Theorem 3.4: Sparse Oracle Inequality for the BIC Estimator #

Under Y = f + ε with ε ~ subGₙ(σ²), the BIC estimator satisfies: MSE(φ_{θ̂}) ≤ inf_θ { (1+α)/(1-α) MSE(φ_θ) + Cσ²/(α(1-α)n)|θ|₀ log(eM) } + Cσ²/(α(1-α)n) log(1/δ).

Proof: BIC optimality → expand Y = f + ε → Young's inequality → combine. The final step uses a sub-Gaussian concentration bound (cross-chapter reference to equation (2.5) from Chapter 2 / Theorem 2.14).
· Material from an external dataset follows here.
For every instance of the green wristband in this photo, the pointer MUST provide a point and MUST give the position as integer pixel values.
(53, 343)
Local definitions (mirror Chapter3.Remark_3_1) #

source

noncomputable def Rigollet.Chapter3.MSE_34 {n : ℕ} (fhat f : Fin n → ℝ) :

ℝ

MSE of a prediction vector f̂ relative to the true signal f: MSE(f̂) = (1/n)|f̂ − f|₂²

Instances For

source

noncomputable def Rigollet.Chapter3.support_size_34 {M : ℕ} (θ : Fin M → ℝ) :

ℕ

ℓ₀ "norm" (support size) of a vector

Instances For

Algebraic lemmas for the proof #

source

theorem Rigollet.Chapter3.young_ineq (a b α : ℝ) (hα : 0 < α) :

2 * a * b ≤ 2 / α * a ^ 2 + α / 2 * b ^ 2

Young's inequality (book form): 2ab ≤ (2/α)a² + (α/2)b² for α > 0.

source

theorem Rigollet.Chapter3.bic_expansion {n : ℕ} (f ε a b : Fin n → ℝ) (P_hat P_θ : ℝ) (h : (f + ε - a) ⬝ᵥ (f + ε - a) + P_hat ≤ (f + ε - b) ⬝ᵥ (f + ε - b) + P_θ) :

(f - a) ⬝ᵥ (f - a) + P_hat ≤ (f - b) ⬝ᵥ (f - b) + 2 * ε ⬝ᵥ (a - b) + P_θ

BIC expansion: from penalized LS optimality with Y = f + ε, derive |f − a|² + P̂ ≤ |f − b|² + 2εᵀ(a − b) + P.

source

theorem Rigollet.Chapter3.bic_algebraic_core (A B cross P P_hat R α : ℝ) (hP_hat : 0 ≤ P_hat) (hBIC : A + P_hat ≤ B + cross + P) (hnoise : cross ≤ α * A + α * B + R) :

(1 - α) * A ≤ (1 + α) * B + P + R

Algebraic core: from BIC (A + P̂ ≤ B + cross + P, P̂ ≥ 0) and noise bound (cross ≤ αA + αB + R), get (1−α)A ≤ (1+α)B + P + R.

source

theorem Rigollet.Chapter3.thm_3_4_bic_sparse_oracle {n M : ℕ} (Φ : Matrix (Fin n) (Fin M) ℝ) (f ε : Fin n → ℝ) (θhat θ : Fin M → ℝ) (α P_hat P_θ R : ℝ) (hP_hat : 0 ≤ P_hat) (hBIC : (f - Φ.mulVec θhat) ⬝ᵥ (f - Φ.mulVec θhat) + P_hat ≤ (f - Φ.mulVec θ) ⬝ᵥ (f - Φ.mulVec θ) + 2 * ε ⬝ᵥ (Φ.mulVec θhat - Φ.mulVec θ) + P_θ) (hnoise : 2 * ε ⬝ᵥ (Φ.mulVec θhat - Φ.mulVec θ) ≤ α * (f - Φ.mulVec θhat) ⬝ᵥ (f - Φ.mulVec θhat) + α * (f - Φ.mulVec θ) ⬝ᵥ (f - Φ.mulVec θ) + R) :

(1 - α) * (f - Φ.mulVec θhat) ⬝ᵥ (f - Φ.mulVec θhat) ≤ (1 + α) * (f - Φ.mulVec θ) ⬝ᵥ (f - Φ.mulVec θ) + P_θ + R

Theorem 3.4 — Sparse oracle inequality for BIC (fixed θ, algebraic). Given BIC optimality (expanded) and a noise bound, for any θ: (1 − α)|f − Φθ̂|² ≤ (1 + α)|f − Φθ|² + P_θ + R.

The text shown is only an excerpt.